Yes. The "pilot project" re-release included language modules for English (UK, US, CA and OZ) and French (CA and National), but not Dutch, German, Italian, or Spanish. Those modules can be installed from separate downloads mentioned elsewhere in this FAQ. After installing them, you'll need to add "/usr/i386-compat-gnulibc1/lib" (or as appropriate, if you didn't install WP to the /usr/wplinux default) as a new line to /etc/ld.so.conf and re-run "ldconfig". (Otherwise, you'll see an error about inability to find libm.so.5, when you execute the language module's ./Runme script.)
You haven't yet run the xwpfi font-installer, to inform WP of their presence. (A Readme explains how to use it.) Note that xwpfi is intentionally omitted from WP 8.0 DPE. Please see FAQ section "How do I add fonts to WP 8.1?" for more details.
You haven't yet configured X11 to know about them, though perhaps you've run xwpfi to inform WP about their existence. The two are distinct, WP's font integration being incomplete relative to that of standard Linux apps. Please see FAQ section "How do I add fonts to WP 8.1?" for more details.
Tests by Valentijn Sessink have confirmed that this process must have something to do with printing: If you rename the wpexc binary, then start WP, printing will malfunction but no other program features will. The fact that it's left running even after you quit WP appears to be a bug.
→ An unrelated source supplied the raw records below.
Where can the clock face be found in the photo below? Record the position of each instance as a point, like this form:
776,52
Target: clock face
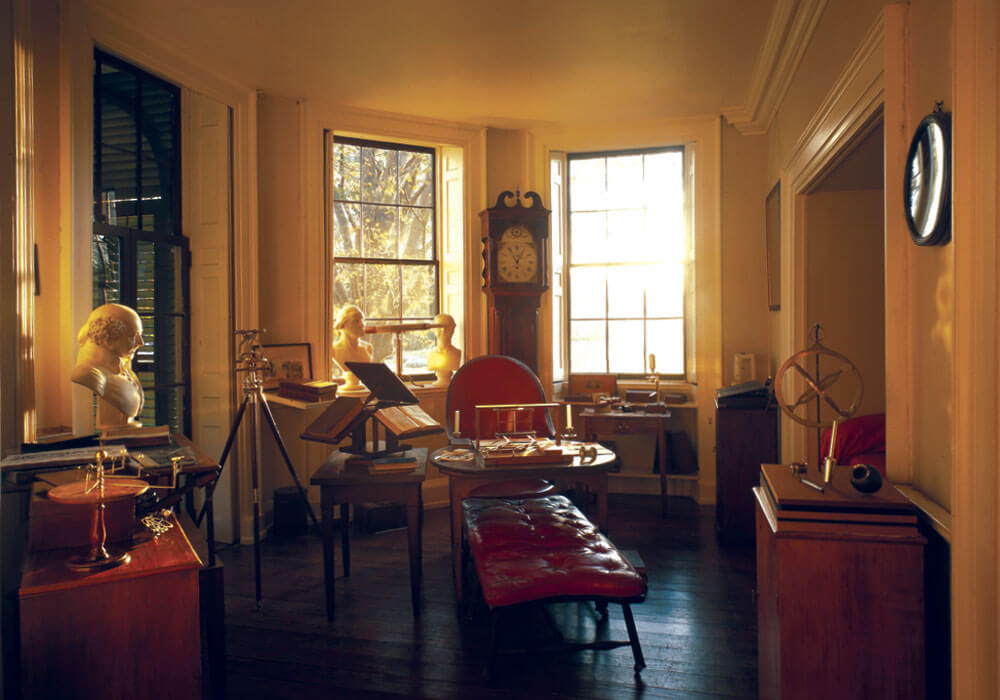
517,256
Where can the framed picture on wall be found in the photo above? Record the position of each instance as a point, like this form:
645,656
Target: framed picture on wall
772,247
289,361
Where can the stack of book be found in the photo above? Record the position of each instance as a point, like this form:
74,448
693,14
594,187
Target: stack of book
137,436
317,390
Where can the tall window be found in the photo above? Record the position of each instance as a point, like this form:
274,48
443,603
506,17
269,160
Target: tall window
383,227
628,257
140,256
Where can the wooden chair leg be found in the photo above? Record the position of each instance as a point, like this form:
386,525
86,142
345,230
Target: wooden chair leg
633,638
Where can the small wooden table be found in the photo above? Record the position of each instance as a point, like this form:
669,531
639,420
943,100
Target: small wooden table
343,484
632,423
463,477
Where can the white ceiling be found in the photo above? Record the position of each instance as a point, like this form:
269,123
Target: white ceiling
508,65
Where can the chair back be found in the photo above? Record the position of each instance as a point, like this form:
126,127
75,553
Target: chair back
495,379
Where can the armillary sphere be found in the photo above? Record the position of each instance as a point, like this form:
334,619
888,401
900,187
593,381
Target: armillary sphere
818,386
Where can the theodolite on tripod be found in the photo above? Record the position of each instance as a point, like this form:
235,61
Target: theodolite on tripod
250,363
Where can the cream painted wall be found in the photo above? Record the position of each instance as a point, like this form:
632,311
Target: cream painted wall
282,253
55,345
932,277
842,26
745,318
845,290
You can safely kill it, when not running WP.
It's the WordPerfect Print Manager. WordPerfect by default manages its own printing, and only optionally hands off jobs to the system printing facility, if so configured.
(This problem obviously applies only to the minority who keep multiple editions of WP for Linux on tap.) "xwp" in some editions, such as 2003-4's "pilot project" re-release and WP 8.1 PE, is a symbolic link pointing to a launcher script. (Thus, you should rename any existing /usr/bin/xwp, before installing, as the installer will overwrite it.) In others, it's a binary: Run "file" on it to tell. You may have to do some debugging and creation of your own symlinks to untangle multiple editions' startup mechanisms.
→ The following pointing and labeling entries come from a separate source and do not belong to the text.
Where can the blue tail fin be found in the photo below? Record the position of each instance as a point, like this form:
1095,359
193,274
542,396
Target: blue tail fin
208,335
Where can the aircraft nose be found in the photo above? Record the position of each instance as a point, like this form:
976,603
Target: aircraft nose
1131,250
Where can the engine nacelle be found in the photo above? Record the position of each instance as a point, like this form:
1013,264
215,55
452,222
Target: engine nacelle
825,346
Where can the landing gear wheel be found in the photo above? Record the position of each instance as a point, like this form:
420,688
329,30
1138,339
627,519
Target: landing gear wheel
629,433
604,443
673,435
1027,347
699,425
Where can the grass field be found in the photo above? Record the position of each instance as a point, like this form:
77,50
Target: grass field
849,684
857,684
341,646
You need to run "imwheel -k" (which utility must, of course, be installed) just prior to launching WP. This can be added as a line near the top of WP's startup script (which you can create, if none such exists).
Check the version of libc, which should be in /lib. If it's 2.3.2 or above (as it is in essentially all current Linux distributions), and you're using either the original bundled version of Corelwine or Michael Torrie's corelwine-cvs-20010613-1.i386.rpm upgrade (or Andreas von Heydwolff's corelwine-cvs_0.1-2_i386.deb conversion to .deb format of Torrie's release), that's why: There's a libc-support problem, which will necessitate fixing and re-releasing Corelwine. (A bug in ld.so's dynamic linker/loader prevents solving this using a wrapper to use an older libc and the existing Corelwine libs.) However, in September 2004, Torrie graciously provided his Corelwine source code. It's hoped some volunteer will soon code the patch required.